2017 ESA Annual Meeting (August 6 -- 11)

COS 160-9 - ­­­­­­Are bat populations infected with white-nose syndrome undergoing rapid natural selection?

Thursday, August 10, 2017: 4:20 PM
D131, Oregon Convention Center
Sarah A. Gignoux-Wolfsohn, Ecology, Evolution, and Natural Resources, Rutgers University, New brunswick, NJ, Malin L. Pinsky, Ecology, Evolution, and Natural Resources, Rutgers University, New Brunswick, NJ, Nina Fefferman, University of Tennessee and Brooke Maslo, Rutgers Cooperative Extension, Rutgers University
Background/Question/Methods

Some populations of the little brown bat (Myotis lucifugus) appear to be stabilizing in the years following catastrophic declines due to white-nose syndrome (WNS). Recent modeling suggests that this may be due to a selective sweep of the pathogen through bat populations in favor of more robust genotypes. If remnant infected colonies contain genetically resistant individuals that continue to survive and reproduce, population dynamics could revert to positive growth, a phenomenon known as evolutionary rescue. To better understand the evolutionary potential of infected bat populations, we collected DNA samples from little brown bats from three locations: New Jersey, New York, and Vermont, USA. For each site, we collected samples from 30 random individuals representing the genetic variation within the population before (2007-2008) and after (2016) population declines due to the disease. We then used low-coverage whole genome sequencing to characterize the genetic makeup of populations before and after WNS-caused population declines.

Results/Conclusions

In order to determine if remnant populations have undergone a selective sweep, we used the program ANGSD to call SNPs and estimate the site frequency spectrum for each population (before and after WNS).

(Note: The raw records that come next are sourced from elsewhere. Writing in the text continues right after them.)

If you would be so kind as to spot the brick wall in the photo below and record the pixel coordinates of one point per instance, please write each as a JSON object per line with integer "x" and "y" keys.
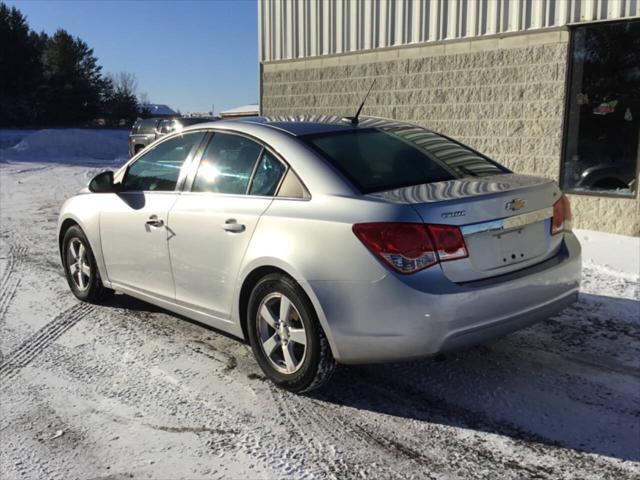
{"x": 503, "y": 96}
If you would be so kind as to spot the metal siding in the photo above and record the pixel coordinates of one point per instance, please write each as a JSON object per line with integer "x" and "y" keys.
{"x": 309, "y": 28}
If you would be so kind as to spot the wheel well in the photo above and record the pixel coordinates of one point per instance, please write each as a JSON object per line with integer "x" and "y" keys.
{"x": 247, "y": 287}
{"x": 66, "y": 225}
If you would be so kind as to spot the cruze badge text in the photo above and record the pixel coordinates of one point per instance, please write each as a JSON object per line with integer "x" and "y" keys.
{"x": 515, "y": 204}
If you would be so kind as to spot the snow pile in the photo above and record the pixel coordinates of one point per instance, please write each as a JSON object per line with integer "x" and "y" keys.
{"x": 618, "y": 254}
{"x": 10, "y": 137}
{"x": 69, "y": 146}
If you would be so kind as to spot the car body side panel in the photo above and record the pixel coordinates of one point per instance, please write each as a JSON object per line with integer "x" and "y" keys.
{"x": 84, "y": 209}
{"x": 205, "y": 257}
{"x": 313, "y": 240}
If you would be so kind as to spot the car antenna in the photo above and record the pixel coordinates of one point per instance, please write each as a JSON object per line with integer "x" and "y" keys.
{"x": 354, "y": 120}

We found that remnant populations had reduced genetic diversity compared to their pre-WNS counterparts, suggesting either selection or a bottleneck. We then used a sliding window FST analysis to identify regions of the genome that are likely under selection. We found three regions that consistently contained multiple FST outliers, strong evidence that the reduced diversity is due to selection as opposed to a bottleneck. Two of these regions were unannotated (one in the mitochondrial DNA). The third region codes for a gene involved in neural development, suggesting that genetically-determined behavioral changes may be conferring a fitness advantage to the surviving bats. Further work is needed to determine how this robust genotype allows bats to survive WNS infection. This work will help inform management strategies for both remnant populations and populations that have not yet been exposed to WNS.